Apologetics protects the Christian in times of crisis
In verse 19 of Proverbs 22, Solomon says that one of the benefits of studying apologetics is that “your trust will be in the Lord.” Apologetics is for the edification of every believer, regardless of one’s education, and this is nowhere more apparent than when Christians faces crises. It’s easy to hold to your beliefs when times are good. But when the storms of life present themselves—the loss of a job, the death of a spouse, the diagnosis of cancer—doubts inevitably arise. In those moments when you are praying and praying and it feels like your prayers are doing nothing more than bouncing off the ceiling, it’s natural to question your faith. “Is this real?” “Does God exist?” ‘How do I really know any of this is true?” are common questions people ask when facing difficult trials. However, this is exactly the wrong time to ask such questions! A person in this state is understandably highly emotional; he isn’t thinking clearly, given that worry, fear, and many other facets are tampering with his reasoning skills. He is at a terrible disadvantage to try and reason properly, especially about the biggest questions of life! It’s no wonder that James Spiegel shows many atheists have had severe traumatic experiences in their pasts. [iii]
This is why apologetics can be ministerial to the Christian in times of trial. I know in my own life I’ve dealt with some very difficult situations, including my wife facing a life-threatening condition. At those times, when I was praying and wondering why God would allow such things, I could hear the question of “Is God real? Is He really listening to you or are you just believing all this because you want to believe it?” creeping into my head. But I immediately remembered my apologetics training and said to myself “I don’t have to wonder about that. I know God exists; I know that Jesus really rose from the dead. I’ve already worked through those issues and I’m convinced of them. I may not know why God is doing this in our lives, but I can’t doubt that God exists. That question has been answered.” Apologetics was able to keep my trust I the Lord, even during the hard times. It is one reason why everyone needs to have an answer for their hope: everyone will face trials.
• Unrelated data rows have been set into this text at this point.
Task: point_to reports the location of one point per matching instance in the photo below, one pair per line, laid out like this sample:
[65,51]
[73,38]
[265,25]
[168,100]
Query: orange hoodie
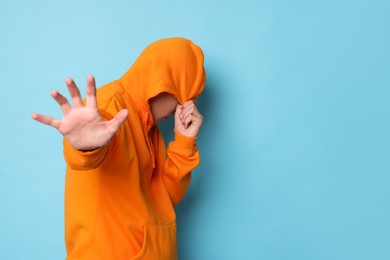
[120,198]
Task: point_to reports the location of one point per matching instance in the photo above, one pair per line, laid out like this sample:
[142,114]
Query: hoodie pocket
[159,243]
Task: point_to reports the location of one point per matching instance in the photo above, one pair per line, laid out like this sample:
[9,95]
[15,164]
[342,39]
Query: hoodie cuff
[83,160]
[184,142]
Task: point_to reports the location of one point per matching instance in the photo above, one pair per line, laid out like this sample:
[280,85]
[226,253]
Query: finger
[74,92]
[47,120]
[91,92]
[192,110]
[178,112]
[62,101]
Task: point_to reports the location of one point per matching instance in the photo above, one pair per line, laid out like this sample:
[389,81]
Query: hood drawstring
[147,125]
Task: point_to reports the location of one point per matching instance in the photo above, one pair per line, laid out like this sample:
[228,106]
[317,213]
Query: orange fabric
[120,198]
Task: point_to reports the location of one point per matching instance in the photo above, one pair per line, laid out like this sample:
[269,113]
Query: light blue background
[295,146]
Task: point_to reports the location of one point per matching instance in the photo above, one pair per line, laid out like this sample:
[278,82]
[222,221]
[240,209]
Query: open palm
[82,125]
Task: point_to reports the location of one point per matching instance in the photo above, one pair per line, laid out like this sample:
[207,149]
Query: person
[122,184]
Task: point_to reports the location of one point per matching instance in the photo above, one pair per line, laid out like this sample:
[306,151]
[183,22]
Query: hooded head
[173,66]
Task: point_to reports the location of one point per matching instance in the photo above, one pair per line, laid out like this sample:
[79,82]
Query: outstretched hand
[188,119]
[82,125]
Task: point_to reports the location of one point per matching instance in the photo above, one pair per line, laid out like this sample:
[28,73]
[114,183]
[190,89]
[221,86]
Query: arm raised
[82,125]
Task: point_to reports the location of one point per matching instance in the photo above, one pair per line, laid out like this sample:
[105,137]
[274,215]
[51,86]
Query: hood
[173,65]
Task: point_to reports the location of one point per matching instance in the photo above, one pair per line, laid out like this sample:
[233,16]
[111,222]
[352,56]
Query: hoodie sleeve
[183,157]
[87,160]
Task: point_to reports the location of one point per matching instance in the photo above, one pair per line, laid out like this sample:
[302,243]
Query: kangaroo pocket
[159,243]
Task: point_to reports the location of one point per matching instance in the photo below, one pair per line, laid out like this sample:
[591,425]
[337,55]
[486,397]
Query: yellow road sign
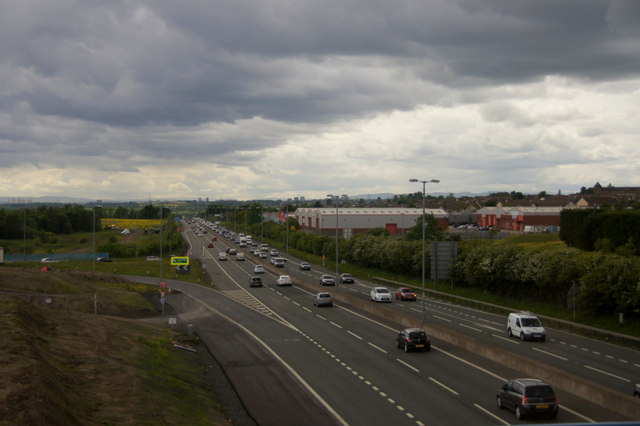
[179,260]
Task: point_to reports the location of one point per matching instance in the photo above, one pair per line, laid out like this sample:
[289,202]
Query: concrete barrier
[584,388]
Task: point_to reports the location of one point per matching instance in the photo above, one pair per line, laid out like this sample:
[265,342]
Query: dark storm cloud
[184,63]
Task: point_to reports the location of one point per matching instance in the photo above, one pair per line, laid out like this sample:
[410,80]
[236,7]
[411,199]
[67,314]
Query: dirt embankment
[62,364]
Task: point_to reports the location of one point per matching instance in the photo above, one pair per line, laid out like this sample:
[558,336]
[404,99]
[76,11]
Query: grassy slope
[62,364]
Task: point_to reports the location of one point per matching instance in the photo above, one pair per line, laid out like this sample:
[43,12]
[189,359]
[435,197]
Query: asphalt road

In his commentary on Proverbs 22, Matthew Henry writes:
“The excellent things which God has written to us are not like the commands which the master gives his servant, which are all intended for the benefit of the master, but like those which the master gives his scholar, which are are intended for the benefit of the scholar. These things must be kept by us, for they are written to us”We should strive to seek out these excellent things written for our learning and edification. Apologetics is a great way to do this. Although such study may seem difficult, it is necessary. Church leaders need to encourage apologetics to become more effective in their evangelism, but also to become more effective in their discipleship programs and more effective in their ministry to those in crisis. Believers should pursue a foundation in apologetics for personal edification, for assurance of belief, and to protect against the attacks of Satan through faulty doctrine or through doubt.